"Chronology doesn’t interest me. I don’t like its linear map. I avoid its signposts." ~ Sinéad Gleeson
Time is weird right now. My family and I have been more or less only in our own home for three weeks. I'm losing track of days. I looked at the calendar recently and was shocked to see that it was still March. Still March, I thought. How? The days are both long and short, time simultaneously stretched and compressed in this period of both utter sameness and wild, uncharted newness.
You're probably feeling this too.
It has me thinking about time's fluidity and fragmentation, and it has me reading fragmented narratives. One of my favorite examples of a fragmented narrative is the incomparable Bluets, by Maggie Nelson--her meditation on the color blue, but also, of course, so much more. Another is Anthony Doerr's novel All the Light We Cannot See. (Both of these, by the way, include mature content that may not suit readers of all ages and sensibilities, so I recommend checking out reviews and previews--and having a conversation with your adult--before picking them up yourself.)

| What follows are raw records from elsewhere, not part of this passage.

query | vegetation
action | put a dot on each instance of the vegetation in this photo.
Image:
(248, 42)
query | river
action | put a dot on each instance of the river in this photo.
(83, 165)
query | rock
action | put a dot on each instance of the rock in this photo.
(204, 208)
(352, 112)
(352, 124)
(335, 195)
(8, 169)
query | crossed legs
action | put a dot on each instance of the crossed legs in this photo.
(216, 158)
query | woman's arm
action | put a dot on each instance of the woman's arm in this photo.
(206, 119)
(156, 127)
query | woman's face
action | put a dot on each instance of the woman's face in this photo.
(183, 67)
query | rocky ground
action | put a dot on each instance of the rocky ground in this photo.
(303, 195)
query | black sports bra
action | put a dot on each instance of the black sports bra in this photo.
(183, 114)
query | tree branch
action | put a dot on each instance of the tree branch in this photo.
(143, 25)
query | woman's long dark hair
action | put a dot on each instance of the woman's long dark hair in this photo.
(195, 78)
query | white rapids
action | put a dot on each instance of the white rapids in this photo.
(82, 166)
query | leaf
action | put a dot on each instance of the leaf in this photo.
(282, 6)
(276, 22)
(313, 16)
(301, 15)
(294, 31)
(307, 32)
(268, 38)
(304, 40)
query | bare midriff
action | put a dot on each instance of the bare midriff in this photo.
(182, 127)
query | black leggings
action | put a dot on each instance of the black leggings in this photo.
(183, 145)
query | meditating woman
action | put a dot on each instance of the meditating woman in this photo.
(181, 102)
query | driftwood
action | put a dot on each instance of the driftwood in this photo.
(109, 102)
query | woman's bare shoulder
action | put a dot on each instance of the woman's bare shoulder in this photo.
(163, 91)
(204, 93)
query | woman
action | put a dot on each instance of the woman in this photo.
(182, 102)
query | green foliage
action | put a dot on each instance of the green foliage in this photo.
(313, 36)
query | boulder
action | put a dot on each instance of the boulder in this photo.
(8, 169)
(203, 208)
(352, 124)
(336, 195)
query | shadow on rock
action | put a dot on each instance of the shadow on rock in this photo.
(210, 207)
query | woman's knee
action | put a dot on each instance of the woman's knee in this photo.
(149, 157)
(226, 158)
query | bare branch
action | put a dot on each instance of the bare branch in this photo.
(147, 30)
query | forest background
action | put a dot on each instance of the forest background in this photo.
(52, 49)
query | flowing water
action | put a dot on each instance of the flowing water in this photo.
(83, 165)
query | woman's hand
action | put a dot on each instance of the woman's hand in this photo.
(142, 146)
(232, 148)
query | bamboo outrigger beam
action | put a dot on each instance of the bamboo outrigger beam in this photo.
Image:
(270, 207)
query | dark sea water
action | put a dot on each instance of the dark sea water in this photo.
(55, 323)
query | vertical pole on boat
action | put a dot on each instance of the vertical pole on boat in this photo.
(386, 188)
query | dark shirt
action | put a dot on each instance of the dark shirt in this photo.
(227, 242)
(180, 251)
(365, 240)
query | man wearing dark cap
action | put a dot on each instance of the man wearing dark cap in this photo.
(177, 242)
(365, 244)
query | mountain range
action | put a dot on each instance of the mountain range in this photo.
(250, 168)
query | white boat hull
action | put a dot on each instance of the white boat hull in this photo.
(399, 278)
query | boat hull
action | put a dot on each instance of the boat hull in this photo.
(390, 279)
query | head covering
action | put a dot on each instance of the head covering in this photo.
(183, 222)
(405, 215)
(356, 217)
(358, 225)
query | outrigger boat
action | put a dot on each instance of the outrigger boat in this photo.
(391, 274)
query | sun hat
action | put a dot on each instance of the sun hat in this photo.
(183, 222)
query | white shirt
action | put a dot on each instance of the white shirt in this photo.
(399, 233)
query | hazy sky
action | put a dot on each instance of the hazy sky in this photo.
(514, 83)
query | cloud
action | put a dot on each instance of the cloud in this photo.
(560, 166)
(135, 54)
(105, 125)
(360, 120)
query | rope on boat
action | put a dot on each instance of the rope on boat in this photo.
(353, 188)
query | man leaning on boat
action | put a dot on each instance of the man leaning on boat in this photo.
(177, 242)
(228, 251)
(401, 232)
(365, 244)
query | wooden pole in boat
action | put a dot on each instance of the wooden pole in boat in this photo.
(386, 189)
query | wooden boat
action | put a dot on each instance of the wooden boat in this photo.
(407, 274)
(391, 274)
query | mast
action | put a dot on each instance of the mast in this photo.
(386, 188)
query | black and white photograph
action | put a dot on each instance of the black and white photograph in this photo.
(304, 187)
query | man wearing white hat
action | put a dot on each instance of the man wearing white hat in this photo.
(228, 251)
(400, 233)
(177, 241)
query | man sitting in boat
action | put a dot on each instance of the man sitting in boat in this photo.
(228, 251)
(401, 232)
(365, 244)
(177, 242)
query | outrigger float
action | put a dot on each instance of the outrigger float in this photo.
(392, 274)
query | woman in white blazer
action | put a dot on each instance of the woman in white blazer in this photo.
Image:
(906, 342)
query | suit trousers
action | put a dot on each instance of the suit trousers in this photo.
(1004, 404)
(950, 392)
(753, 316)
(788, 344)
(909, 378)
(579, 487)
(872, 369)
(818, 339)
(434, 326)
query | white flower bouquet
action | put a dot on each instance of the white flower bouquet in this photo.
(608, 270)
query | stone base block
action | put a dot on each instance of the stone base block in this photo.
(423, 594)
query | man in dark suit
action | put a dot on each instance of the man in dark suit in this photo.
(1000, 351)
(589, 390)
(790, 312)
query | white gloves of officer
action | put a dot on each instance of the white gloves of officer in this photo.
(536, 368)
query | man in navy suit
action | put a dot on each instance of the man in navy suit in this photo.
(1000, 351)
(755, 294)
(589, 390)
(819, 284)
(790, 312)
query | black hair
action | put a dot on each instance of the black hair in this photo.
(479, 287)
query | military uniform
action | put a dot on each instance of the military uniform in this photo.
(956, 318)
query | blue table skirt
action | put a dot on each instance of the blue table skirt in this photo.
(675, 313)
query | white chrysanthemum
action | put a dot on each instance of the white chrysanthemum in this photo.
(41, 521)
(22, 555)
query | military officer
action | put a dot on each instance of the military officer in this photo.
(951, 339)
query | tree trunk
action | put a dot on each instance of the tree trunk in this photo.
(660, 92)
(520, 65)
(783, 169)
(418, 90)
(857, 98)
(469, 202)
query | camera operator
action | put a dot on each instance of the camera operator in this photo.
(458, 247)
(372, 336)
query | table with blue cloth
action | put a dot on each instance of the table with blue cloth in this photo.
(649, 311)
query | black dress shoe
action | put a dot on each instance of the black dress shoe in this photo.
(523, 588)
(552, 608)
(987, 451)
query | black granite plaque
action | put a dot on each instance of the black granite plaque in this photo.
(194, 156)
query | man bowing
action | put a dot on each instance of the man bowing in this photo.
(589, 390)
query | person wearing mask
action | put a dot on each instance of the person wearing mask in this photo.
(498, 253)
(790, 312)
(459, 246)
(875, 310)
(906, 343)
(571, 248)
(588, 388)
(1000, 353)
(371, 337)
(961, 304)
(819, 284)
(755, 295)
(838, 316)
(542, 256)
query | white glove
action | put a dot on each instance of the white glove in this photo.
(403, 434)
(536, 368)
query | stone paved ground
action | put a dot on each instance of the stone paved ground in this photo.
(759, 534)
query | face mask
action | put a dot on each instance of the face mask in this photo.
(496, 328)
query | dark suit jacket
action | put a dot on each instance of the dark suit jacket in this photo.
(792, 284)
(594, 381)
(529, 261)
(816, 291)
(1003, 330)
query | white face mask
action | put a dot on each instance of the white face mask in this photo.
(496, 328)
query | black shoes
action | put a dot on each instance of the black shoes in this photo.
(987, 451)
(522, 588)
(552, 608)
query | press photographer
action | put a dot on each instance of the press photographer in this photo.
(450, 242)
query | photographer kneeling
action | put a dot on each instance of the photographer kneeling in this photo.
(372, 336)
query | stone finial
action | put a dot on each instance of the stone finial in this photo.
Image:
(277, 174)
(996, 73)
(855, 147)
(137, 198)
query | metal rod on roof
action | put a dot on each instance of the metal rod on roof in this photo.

There are plenty of short stories and essays that utilize the fragmented narrative to explore the nature of time, of memory, of identity, of trauma, and of perspective/point of view. Here, for instance, is Melissa Febos's "Call My Name"; and here is Kevin Wilson's "The Dead Sister Handbook." And here is an essay on fragmentation as craft (from which that line heading this post is taken) by Sinéad Gleeson.
Today's writing exercise is a riff on this theme. Play with breaking up your narrative, with abandoning the need for transitions, explicit bridges, and time markers. Let go of linear plot and chronology. See what happens!
Exercise:
Write about staying in one place. What does that mean for your character/narrator? Where is your character/narrator? Why stay there? What is the emotional outcome of staying in place? And is "staying in place" literal or metaphorical for your character/narrator? How does staying in place bend or warp or erase time? What does that look like on the page?
* If you're stuck and need a place to begin, borrow from the Gleeson quote above. Start with a map of where your character is staying.
* Write in any form that makes sense to you (fiction, essay, hybrid, poetry, etc.).